Dans son livre, Victor Hell qui y était également et dont j’ai fait la connaissance à ce moment là raconte :
« Pour sa première représentation, en 1975, dans la grange communale de Bendorf, le groupe théâtral a fait preuve de perspicacité en mettant en scène, sous le titre D’r Schollesepp une adaptation de la pièce de l’auteur danois Holberg (1684-1754), Jeppe paa Bierget, dont l’action et les péripéties correspondent parfaitement aux problèmes d’une région multilingue à l’époque pré-révolutionnaire ; les nobles parlaient français, élégamment, le peuple s’exprimait en dialecte, la justice était rendue en latin (depuis lors, la justice, c’est-à-dire l’institution qui se réclame de cette notion, même si elle a abandonné le latin, a gardé un langage étranger à la masse des citoyens). [J’étais l’un des adaptateurs de ce texte avec François Dangel qui en fit la mise en scène]. En 1976, on joua à Bendorf D’r brav’ soldat Schweik. Lorsque Nathan Katz apprit au début de 1977 que son Annele Balthasar de 1924 serait représentée cette année même, à Bendorf, il était encore très affaibli par la maladie qui avait failli lui être fatale ; la nouvelle le transforma littéralement ; le vieux poète, qui venait de côtoyer la mort, retrouva, comme par miracle, sa jeunesse d’esprit et sa vigueur. Tout illuminé intérieurement, la figure émaciée par les souffrances, le vieux poète me confia : Je vais revoir la chère Annele Balthasar. Je comprends que le personnage qu’il porte en lui depuis plus de cinquante ans, qui n’a jamais été une de ces «schwankende Gestalten» dont parle Goethe au début de son Faust, que cette frêle jeune fille, encore adolescente, est présente maintenant dans cette chambre d’hôpital toute blanche tout comme l’a été, il y a quelque temps, dans le clair-obscur du petit salon-bibliothèque à Mulhouse, la vieille mère, partie à la recherche de son fils. Désormais, Annele Balthasar ne quittera plus le poète. Il n’y a, dans la joie qui irradie Nathan Katz, aucune infatuation d’auteur ; le poète se réjouit de retrouver son Sundgau natal, les paysages familiers, le monde de son enfance. Malgré ses infirmités et les dangers que son audace peut lui faire courir, il est décidé à assister au moins à une des représentations de Bendorf. L’accueil que le public, où se mêleront jeunes et vieux, fera au poète sera un des grands moments dans la vie de Nathan Katz ».

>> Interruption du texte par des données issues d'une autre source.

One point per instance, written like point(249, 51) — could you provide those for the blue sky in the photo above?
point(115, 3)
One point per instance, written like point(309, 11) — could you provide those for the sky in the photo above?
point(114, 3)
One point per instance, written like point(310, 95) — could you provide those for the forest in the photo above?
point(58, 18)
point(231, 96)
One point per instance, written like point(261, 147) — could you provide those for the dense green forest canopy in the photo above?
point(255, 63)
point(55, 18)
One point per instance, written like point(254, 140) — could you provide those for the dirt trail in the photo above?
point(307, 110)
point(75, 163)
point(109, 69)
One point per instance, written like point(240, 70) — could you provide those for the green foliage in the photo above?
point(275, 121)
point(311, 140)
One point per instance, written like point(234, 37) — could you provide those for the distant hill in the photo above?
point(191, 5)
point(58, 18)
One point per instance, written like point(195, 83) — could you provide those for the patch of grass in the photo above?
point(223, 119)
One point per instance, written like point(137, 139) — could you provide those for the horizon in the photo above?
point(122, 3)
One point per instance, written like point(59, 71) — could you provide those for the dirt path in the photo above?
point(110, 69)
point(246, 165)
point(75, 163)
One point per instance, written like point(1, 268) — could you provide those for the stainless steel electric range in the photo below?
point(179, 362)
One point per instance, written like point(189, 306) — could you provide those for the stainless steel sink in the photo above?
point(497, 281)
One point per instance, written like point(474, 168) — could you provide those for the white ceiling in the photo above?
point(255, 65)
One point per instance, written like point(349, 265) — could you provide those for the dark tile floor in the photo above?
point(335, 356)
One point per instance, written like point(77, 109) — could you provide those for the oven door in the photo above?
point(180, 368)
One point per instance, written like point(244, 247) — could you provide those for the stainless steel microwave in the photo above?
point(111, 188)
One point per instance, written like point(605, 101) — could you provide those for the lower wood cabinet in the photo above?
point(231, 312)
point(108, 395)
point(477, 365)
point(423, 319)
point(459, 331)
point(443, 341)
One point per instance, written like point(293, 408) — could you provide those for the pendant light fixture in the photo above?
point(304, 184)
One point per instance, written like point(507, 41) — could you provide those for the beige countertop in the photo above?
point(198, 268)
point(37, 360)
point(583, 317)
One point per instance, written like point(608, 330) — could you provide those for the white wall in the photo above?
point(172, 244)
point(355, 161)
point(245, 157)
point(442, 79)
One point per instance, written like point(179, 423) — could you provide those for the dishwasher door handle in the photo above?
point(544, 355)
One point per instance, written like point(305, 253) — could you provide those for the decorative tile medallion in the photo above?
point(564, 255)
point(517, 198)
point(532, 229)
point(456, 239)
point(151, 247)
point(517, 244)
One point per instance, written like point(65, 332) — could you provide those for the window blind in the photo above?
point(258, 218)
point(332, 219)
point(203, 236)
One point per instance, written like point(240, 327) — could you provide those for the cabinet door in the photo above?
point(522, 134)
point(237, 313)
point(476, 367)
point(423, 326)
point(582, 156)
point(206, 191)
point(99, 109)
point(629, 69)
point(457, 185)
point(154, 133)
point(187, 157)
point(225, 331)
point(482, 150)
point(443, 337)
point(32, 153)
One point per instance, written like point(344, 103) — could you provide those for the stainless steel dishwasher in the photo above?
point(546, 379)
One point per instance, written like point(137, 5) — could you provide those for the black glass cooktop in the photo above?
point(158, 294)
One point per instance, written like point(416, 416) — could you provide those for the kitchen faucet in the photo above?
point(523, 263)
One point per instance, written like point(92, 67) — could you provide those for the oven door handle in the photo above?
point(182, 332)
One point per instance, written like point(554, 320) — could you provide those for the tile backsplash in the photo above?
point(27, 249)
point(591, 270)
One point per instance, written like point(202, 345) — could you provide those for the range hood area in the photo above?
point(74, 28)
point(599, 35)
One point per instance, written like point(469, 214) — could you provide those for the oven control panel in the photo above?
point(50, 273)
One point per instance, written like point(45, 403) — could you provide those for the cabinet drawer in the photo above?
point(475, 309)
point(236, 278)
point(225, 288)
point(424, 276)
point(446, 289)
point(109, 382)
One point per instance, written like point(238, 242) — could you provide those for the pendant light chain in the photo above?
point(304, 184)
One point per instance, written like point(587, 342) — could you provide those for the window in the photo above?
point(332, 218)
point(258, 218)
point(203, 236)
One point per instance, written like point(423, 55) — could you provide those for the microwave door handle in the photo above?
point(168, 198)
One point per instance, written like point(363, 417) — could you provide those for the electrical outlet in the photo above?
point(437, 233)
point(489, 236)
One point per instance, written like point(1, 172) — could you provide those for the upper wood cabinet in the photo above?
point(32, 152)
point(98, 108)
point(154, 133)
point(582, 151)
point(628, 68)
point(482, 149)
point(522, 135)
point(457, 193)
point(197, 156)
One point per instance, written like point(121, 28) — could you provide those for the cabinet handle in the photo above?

(Victor Hell Nathan Katz itinéraire spirituel d’un poète alsacien, Editions Alsatia 1978 page 57
Nathan Katz viendra deux fois à Bendorf.
Si j’évoque ces anecdotes, c’est en raison de la réédition prochaine en version bilingue du texte aux éditions Arfuyen.
Et nous commencerons comme d’habitude par un extrait en alémanique puis en français :
Annele Balthazar quoique acquittée de l’accusation de sorcellerie est morte. Nous sommes 70 ans, après l’échec de la Guerre des paysans, au temps des procès de sorcellerie. Doni son amoureux accuse dans la scène finale :
« Doni
In da nass chalt Bode wai si di ineläge, maidle ? !… As säll denn jetz ein dr müet derzüe ha, fir züe dr z’chu,… wu de so rein doligsch !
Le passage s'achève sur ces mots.